En als de Opperherder verschijnt, dan zult u de onverwelkbare krans van de heerlijkheid verkrijgen” (1 Petrus 5:4). Christus is dus de Opperherder bij Zijn wederkomst. Dan zal de wereld zich verbazen dat Hij, hoewel Hij alleen is in de verzoening en de rechtvaardiging, niet alleen is in het dienen en de heerlijkheid.

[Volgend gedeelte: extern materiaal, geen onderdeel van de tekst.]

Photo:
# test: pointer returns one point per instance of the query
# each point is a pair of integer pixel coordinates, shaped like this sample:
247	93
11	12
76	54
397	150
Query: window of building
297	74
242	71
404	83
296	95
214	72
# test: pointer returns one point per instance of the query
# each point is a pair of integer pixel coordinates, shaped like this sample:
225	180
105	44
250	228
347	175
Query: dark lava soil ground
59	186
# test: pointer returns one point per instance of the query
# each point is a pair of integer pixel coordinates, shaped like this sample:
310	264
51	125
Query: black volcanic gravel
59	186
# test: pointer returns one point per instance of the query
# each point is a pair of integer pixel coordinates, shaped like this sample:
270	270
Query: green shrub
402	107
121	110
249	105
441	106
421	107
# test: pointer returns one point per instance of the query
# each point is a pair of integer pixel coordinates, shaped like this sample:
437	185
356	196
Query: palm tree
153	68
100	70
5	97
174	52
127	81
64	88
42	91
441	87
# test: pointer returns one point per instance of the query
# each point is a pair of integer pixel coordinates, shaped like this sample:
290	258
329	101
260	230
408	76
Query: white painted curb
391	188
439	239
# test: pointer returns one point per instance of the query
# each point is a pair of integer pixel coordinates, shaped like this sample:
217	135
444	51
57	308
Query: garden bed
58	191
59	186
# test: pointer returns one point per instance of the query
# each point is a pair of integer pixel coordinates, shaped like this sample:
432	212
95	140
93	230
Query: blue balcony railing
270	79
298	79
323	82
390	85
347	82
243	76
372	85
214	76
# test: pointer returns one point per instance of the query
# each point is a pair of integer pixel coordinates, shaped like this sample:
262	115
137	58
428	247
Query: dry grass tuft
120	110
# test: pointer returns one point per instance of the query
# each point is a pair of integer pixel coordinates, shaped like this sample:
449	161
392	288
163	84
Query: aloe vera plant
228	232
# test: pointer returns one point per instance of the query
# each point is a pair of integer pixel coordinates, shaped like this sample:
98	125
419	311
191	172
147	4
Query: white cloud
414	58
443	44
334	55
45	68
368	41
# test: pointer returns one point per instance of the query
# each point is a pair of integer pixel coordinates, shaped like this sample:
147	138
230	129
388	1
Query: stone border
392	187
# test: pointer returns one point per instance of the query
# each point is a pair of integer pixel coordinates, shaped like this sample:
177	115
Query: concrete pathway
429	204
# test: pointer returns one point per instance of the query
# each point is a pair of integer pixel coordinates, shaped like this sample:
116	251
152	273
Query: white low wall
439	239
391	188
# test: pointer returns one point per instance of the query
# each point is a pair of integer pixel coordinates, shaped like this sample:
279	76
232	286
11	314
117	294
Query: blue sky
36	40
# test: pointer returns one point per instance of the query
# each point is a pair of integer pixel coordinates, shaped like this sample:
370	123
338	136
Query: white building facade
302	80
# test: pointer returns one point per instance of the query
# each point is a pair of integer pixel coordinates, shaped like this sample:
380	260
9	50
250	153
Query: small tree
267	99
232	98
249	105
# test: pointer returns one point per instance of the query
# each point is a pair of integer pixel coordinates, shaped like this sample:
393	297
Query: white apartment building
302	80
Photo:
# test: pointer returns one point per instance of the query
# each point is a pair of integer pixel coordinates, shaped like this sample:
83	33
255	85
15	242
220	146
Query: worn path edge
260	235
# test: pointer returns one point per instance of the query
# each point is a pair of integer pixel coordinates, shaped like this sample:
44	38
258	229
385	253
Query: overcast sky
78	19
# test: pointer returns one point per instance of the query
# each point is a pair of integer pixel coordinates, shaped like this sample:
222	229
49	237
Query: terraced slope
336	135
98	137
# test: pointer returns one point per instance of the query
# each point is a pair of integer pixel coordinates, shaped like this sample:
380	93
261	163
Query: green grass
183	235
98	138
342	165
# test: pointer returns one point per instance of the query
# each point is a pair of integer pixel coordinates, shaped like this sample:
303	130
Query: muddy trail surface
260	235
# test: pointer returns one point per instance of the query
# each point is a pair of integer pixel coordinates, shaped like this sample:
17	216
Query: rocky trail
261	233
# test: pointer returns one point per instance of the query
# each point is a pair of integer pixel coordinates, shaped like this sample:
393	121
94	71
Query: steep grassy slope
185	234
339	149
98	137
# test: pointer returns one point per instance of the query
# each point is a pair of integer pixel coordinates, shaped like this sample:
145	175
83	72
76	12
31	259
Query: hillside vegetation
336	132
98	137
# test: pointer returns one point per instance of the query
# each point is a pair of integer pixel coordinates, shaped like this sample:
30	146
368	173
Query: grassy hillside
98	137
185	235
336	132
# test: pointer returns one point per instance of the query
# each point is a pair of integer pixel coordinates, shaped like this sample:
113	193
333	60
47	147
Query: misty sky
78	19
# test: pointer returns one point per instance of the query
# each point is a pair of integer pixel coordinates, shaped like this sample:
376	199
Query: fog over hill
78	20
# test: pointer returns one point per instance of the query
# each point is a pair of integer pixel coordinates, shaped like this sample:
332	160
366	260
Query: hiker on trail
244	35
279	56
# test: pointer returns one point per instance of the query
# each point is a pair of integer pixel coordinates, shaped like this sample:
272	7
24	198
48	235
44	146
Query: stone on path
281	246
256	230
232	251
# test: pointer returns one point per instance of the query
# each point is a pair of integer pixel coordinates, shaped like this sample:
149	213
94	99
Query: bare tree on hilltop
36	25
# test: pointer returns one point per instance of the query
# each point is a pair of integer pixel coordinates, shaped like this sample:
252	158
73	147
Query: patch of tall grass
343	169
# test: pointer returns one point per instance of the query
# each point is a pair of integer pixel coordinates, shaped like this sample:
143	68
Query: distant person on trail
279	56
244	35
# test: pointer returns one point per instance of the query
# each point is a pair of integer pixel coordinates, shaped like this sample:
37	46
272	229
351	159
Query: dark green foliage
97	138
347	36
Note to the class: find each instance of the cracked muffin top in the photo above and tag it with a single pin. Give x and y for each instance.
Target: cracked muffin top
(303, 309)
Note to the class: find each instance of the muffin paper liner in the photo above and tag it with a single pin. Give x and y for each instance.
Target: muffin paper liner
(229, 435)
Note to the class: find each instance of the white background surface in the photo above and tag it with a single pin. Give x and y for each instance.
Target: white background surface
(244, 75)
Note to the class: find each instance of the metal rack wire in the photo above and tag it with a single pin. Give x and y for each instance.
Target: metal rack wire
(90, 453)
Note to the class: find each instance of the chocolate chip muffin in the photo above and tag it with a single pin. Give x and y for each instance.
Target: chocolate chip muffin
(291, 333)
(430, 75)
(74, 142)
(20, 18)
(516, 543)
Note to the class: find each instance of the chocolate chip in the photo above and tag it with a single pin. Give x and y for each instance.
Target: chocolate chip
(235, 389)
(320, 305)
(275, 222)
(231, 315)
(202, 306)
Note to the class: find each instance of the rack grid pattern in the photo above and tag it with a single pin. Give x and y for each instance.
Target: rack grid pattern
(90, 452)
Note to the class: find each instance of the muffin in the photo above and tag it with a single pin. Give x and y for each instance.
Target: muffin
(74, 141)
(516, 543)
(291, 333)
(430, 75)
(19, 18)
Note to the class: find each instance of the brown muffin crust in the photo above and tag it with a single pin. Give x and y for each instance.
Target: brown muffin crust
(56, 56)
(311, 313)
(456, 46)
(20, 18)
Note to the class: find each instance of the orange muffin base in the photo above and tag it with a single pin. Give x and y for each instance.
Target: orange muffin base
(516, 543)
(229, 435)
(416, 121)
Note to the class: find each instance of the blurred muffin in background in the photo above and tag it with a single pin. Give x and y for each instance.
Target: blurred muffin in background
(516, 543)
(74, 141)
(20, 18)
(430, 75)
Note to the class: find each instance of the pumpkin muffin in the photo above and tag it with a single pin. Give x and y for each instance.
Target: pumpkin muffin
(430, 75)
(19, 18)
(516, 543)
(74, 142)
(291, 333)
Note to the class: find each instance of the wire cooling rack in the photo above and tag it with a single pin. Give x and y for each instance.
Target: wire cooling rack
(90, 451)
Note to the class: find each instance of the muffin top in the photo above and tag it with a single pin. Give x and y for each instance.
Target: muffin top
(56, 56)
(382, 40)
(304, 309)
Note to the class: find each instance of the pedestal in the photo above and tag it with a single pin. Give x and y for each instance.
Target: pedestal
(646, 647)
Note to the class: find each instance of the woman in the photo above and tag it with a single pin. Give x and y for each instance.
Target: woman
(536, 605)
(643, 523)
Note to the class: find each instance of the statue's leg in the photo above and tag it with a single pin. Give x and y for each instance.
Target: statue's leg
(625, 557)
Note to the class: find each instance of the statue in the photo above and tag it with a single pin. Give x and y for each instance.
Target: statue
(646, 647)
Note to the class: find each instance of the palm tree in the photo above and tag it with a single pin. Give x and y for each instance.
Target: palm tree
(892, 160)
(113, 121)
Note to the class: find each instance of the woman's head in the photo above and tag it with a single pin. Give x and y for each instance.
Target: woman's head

Dan zal elke dienaar die zijn schapen heeft gevoed en elke leraar die de lammetjes heeft gevoed, verschijnen. Jullie allemaal, heilige mannen en vrouwen, die op welke manier dan ook bijgedragen hebben aan het leiden, besturen, voeden en beschermen van Zijn dierbare, met bloed gekochte kudde. Kijk, Hij heeft geen kroon als de goede Herder en we lezen niet van een kroon voor Hem als de grote Herder. Maar als Hij komt “met de kroon waarmee zijn moeder hem kroonde,” dan zal ook jij met Hem verschijnen in heerlijkheid met de kroon van het leven die niet zal vergaan. Ik weet niet of je dit interessant vindt, maar ik vond het interessant toen ik dit zag: Goed in Zijn sterven, groot in Zijn opstanding en de overste in Zijn wederkomst. Daar ligt zoveel kracht in — goed voor mij als zondaar, groot voor mij als heilige en mijn Overste als één met Hem in Zijn heerlijke heerschappij. Ik kom, als het ware, langs drie trappen — als zondaar kijk ik naar de goede Herder (Johannes 10:11) die Zijn leven geeft voor Zijn schapen, als een heilige kijk ik naar de grote Herder (Hebreeën 13:20) om mij te volmaken in elk goed werk, naar Zijn wil. Dit brengt mij nog verder, ik sterf, ik sta op, ik wandel in opstandingsleven en nu kijk ik naar de Opperherder en hoop uit Zijn handen de kroon van het leven te ontvangen die Hij mij zal geven. Hij zal die niet alleen aan mij geven maar aan iedereen die Zijn verschijning liefheeft — de goede, grote Opperherder
Ter overdenking
Spurgeon beschrijft Oud Testamentische voorbeelden van Christus als de Herder — Abel, de vermoorde herder (Genesis 4:2,4,8), Jacob, de zwoegende herder (Genesis 31:38–41), Jozef, heerser in de wereld voor het welzijn van zijn volk (Genesis 37:2; 49:22–24), Mozes, de herder van een afgescheiden volk (Exodus 3:1; 10:9,24–26), David, de herderskoning onder Gods volk (Psalm 78:70–71). Hoor jij bij Christus’ kudde?